Begitupun yang dalam status anak (keponakan) menyapa/menyebut ‘papa huk (bapa
besar/papa besa) untuk bapak yang sulung, dan ‘papa ladak’ (bapa tenga/papa tenga) untuk bapak
yang tengah. Selanjutnya anak-anak dari saudara yang sulung menyapa/menyebut
‘bapa/papa
ladak’ untuk bapak yang tengah dan ‘papa anak’ (papa kici) untuk bapak yang
bungsu atau yang adik. Anak-anak dari
saudara perempuan pun mempergunakan istilah-istilah
sapaan/sebutan yang khas itu untuk to’o (to’o huk/to’o besa, to’o ladak/to’o
tenga, dan to’o anak/to’o kici). Penggunaan istilah to’o lebih spesifik dan
lebih intim dari istilah om. Karena
begitu besarnya rasa kekeluargaan orang Rote, maka sapaan seperti itu bukan
saja terjadi dalam orang bersaudara kandung tetapi juga dalam/melintasi orang
sefamili, bahkan sesuku dan/atau sealiansi. Terhadap kerabat yang perempuan
pun, sapaan-sapaan hormat seperti tersebut diterapkan.
Salah satu
cara yang lainnya untuk menghindari sapaan/sebutan yang dianggap kasar atau tidak sopan,
maka ‘nama rumah’ dan/atau ‘nama tempat domisili’ yang mempunyai ciri khusus dari keluarga yang lebih tua, yang disebut, misalnya
Ba’i Uma Baleek (Kakek Rumah Baleek/seng)

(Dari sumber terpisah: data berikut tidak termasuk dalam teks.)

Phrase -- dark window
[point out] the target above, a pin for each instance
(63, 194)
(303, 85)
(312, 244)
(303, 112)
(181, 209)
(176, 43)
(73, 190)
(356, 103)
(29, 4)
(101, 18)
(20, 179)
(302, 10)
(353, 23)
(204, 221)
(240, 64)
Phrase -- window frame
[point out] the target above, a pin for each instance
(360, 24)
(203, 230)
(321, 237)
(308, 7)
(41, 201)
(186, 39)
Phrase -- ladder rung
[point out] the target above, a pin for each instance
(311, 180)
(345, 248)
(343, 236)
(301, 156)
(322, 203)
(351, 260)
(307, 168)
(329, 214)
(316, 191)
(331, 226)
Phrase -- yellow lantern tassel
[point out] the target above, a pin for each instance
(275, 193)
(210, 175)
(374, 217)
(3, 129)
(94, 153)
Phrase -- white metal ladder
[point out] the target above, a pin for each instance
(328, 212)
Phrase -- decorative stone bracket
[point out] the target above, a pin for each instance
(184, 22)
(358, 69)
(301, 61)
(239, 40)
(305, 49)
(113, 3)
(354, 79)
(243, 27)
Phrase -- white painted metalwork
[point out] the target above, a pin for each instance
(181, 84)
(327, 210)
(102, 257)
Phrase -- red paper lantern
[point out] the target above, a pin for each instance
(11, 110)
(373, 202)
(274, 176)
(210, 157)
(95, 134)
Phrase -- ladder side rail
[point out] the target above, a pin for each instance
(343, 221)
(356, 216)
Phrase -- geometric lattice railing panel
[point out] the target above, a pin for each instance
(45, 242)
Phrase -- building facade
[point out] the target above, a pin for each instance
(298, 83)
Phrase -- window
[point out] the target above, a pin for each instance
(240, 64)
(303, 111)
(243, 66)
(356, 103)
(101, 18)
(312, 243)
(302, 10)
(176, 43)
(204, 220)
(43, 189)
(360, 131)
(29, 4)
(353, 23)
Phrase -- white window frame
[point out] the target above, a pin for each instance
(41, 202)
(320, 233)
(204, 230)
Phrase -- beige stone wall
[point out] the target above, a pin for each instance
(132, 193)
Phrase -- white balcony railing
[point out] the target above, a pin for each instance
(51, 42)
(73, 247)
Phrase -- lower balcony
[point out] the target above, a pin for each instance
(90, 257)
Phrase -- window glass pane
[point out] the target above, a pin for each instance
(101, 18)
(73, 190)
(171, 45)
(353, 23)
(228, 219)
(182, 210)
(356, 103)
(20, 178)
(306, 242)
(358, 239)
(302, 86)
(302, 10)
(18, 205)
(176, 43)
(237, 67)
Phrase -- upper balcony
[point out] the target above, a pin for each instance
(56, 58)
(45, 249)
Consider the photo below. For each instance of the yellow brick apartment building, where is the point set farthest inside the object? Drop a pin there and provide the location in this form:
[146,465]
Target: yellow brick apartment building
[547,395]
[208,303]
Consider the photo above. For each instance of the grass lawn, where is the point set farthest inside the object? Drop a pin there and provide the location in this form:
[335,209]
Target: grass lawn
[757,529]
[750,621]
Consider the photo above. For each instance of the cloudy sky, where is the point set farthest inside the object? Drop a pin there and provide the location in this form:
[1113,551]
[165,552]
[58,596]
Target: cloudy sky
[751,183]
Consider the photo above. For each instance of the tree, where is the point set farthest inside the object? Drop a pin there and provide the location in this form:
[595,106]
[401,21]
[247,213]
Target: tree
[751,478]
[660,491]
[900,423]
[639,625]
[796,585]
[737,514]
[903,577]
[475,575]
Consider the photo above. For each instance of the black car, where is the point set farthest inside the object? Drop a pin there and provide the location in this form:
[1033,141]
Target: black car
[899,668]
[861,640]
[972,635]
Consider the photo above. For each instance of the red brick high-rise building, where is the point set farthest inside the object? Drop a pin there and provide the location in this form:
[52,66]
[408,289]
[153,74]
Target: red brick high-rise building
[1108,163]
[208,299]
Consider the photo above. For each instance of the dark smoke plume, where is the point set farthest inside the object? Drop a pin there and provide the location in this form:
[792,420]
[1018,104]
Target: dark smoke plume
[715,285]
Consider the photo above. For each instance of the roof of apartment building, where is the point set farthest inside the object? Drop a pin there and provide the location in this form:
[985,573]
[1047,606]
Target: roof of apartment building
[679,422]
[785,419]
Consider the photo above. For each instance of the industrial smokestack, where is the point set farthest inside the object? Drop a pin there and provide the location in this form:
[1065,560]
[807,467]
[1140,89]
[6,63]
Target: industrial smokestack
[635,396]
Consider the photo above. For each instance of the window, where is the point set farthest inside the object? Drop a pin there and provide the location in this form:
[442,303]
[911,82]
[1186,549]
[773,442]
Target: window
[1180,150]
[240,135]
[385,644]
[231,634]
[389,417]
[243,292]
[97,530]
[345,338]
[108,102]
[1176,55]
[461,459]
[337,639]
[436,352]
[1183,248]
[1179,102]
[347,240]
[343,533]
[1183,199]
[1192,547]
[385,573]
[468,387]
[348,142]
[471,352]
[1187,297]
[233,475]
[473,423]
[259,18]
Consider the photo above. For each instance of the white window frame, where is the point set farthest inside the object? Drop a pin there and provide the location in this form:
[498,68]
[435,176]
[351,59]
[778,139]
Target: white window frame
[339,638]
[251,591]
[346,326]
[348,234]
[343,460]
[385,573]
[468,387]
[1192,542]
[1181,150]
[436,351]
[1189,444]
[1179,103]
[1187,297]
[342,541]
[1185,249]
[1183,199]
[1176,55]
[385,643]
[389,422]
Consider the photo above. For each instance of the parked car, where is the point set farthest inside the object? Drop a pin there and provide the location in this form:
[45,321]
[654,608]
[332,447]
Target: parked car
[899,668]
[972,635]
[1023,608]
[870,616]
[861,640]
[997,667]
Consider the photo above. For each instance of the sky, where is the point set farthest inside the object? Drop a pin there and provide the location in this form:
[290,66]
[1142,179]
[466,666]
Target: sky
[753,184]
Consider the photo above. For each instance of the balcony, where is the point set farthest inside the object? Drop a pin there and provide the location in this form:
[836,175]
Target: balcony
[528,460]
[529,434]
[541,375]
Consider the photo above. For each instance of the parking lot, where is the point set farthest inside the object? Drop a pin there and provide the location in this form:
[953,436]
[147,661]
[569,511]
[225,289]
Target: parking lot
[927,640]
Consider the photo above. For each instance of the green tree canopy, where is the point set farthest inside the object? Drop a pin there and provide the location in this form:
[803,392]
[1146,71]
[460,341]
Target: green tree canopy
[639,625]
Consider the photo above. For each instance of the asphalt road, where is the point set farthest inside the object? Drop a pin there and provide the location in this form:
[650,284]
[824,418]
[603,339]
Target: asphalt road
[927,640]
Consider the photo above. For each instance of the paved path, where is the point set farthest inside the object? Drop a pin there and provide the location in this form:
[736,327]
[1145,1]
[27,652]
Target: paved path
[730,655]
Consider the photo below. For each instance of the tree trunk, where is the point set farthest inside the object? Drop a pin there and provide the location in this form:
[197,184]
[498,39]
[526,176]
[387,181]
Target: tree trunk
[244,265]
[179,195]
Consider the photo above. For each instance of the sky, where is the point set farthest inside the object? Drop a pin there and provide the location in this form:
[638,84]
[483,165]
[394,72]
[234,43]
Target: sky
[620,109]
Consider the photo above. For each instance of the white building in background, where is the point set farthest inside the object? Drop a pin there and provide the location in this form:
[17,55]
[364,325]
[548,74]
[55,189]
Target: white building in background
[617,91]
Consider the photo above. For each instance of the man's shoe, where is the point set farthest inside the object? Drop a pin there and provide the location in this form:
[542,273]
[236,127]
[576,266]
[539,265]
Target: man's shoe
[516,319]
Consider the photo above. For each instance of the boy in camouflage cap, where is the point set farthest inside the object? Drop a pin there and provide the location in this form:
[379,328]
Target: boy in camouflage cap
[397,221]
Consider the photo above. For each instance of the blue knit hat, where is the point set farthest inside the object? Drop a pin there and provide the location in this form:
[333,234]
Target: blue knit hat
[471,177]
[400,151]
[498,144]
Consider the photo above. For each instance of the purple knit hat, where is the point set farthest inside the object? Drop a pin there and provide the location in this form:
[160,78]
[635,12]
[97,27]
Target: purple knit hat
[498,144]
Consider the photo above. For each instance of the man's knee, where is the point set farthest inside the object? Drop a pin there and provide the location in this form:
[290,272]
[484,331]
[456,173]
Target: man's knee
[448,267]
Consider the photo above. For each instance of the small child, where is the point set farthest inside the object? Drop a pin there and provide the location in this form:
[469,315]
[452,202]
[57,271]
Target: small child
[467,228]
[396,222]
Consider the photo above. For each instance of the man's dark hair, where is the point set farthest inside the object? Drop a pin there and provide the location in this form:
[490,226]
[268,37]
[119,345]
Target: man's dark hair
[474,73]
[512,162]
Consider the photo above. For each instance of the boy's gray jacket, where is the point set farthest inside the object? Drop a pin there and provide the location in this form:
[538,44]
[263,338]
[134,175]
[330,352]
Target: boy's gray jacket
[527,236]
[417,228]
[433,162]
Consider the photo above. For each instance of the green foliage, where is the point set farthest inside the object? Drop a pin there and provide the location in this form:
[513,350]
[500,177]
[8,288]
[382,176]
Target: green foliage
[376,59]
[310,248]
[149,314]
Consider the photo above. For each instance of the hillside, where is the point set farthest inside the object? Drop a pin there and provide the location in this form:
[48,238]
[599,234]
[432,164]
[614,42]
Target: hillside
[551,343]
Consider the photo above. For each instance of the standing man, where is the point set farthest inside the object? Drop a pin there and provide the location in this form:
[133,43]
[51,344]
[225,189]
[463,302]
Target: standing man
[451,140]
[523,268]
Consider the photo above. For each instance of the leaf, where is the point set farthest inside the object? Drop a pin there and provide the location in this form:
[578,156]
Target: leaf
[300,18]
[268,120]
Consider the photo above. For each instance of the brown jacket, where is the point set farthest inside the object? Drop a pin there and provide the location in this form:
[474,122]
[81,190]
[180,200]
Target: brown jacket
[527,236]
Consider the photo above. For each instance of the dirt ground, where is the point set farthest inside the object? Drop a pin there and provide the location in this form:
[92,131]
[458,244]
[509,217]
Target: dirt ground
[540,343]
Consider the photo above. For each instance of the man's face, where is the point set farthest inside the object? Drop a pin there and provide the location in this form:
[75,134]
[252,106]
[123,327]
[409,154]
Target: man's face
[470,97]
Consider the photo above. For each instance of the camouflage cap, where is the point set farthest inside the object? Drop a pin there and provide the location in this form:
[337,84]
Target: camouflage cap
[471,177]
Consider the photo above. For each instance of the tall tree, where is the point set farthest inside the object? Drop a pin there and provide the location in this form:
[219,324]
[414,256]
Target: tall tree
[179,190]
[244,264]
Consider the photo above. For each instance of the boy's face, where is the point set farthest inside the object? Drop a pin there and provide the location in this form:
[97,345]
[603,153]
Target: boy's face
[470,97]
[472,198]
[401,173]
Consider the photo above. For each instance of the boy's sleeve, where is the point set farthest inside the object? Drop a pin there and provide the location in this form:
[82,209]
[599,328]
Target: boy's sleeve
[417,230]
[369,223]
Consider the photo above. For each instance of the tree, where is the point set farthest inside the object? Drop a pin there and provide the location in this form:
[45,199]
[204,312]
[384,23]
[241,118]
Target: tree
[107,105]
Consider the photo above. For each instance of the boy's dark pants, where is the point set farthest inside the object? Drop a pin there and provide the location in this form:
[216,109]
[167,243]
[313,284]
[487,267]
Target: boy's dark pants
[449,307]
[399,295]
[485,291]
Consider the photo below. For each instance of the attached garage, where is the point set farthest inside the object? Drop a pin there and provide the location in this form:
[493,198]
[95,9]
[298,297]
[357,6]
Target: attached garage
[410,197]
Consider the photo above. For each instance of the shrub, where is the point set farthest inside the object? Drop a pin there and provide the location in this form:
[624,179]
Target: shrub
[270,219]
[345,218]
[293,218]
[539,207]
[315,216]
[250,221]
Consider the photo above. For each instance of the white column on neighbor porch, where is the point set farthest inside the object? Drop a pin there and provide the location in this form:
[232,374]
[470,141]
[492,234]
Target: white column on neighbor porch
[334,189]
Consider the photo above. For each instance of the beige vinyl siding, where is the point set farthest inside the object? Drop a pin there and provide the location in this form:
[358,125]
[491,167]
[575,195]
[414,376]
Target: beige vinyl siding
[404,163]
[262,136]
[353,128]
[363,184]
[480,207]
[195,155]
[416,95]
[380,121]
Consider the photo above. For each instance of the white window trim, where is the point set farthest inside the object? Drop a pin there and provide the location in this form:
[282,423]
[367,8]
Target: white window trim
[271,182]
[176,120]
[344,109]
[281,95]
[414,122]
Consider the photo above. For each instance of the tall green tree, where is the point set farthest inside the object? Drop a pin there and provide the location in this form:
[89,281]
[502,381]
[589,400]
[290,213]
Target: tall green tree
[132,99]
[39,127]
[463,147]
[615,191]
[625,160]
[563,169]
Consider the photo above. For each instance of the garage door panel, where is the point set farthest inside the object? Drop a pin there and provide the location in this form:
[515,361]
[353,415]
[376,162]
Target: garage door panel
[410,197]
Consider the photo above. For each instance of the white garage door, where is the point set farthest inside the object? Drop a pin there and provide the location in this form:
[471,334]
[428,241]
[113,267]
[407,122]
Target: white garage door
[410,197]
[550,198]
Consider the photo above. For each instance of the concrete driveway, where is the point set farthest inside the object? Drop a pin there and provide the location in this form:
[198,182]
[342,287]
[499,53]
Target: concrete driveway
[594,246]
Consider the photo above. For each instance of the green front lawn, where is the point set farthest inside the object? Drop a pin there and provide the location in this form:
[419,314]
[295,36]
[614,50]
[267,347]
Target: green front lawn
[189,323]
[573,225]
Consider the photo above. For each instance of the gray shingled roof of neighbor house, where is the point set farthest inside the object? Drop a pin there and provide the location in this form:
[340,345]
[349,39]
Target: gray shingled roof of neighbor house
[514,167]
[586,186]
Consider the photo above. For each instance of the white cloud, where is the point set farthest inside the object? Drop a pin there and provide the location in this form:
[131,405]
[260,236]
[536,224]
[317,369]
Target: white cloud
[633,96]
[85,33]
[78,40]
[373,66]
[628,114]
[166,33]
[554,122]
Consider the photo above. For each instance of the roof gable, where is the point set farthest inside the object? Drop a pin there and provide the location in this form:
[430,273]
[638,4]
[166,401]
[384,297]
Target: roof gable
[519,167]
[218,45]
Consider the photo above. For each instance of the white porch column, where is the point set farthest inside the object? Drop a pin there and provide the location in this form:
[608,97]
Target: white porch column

maksudnya kakek yang atap rumahnya dari seng, Mama Kolee
Hu (Mama
Pohon Kusambi) — maksudnya di sekitar/kintal rumahnya terdapat pohon kusambi.
Jadi nama dari kerabat yang lebih tua atau yang dihormati itu tidak
disebut/tidak di fi’i.
Dalam berelasi secara langsung,
bahasa yang ditujukan kepada orang yang lebih tua/dihormati, dihindari kata
sapaan ‘o’ (kau/anda – person kedua
tunggal), karena penggunaan sapaan ‘o’
(kau, anda) tidak sopan. Untuk menghindari hal itu, maka person kedua tunggal
(kau/anda) diposisikan sebagai person ketiga tunggal (dia). Contoh 1. a : Papa mu leo ‘silahkan bapak pergi’. Kalimat
lengkapnya seharusnya sebagai berikut : O mu
leo papa ‘silahkan kau pergi bapak’.
Namun, demi menjaga etika dalam menyapa, maka kalimat yang dipakai adalah 1. b
: Papa neu leo ‘Silahkan bapak
pergi’. Kata mu ‘pergi’, menunjuk
person kedua tunggal (kau/anda) dan kata neu
‘pergi’ menunjuk person ketiga tunggal. Contoh 2. a. Mama mu’a leo ‘Silahkan mama makan’àO mu’a
leo mama ‘Silahkan kau makan mama’ (II tunggal) – tidak etis. 2.b. Mama na’a leo (III tunggal) ‘Silahkan makan
mama’ (etis). Kata mu’a ‘makan’
menunjuk person II tunggal dan kata na’a ‘makan'
menunjuk person III tunggal. Sedang untuk bentuk jamak/II jamak (kamu = kalian)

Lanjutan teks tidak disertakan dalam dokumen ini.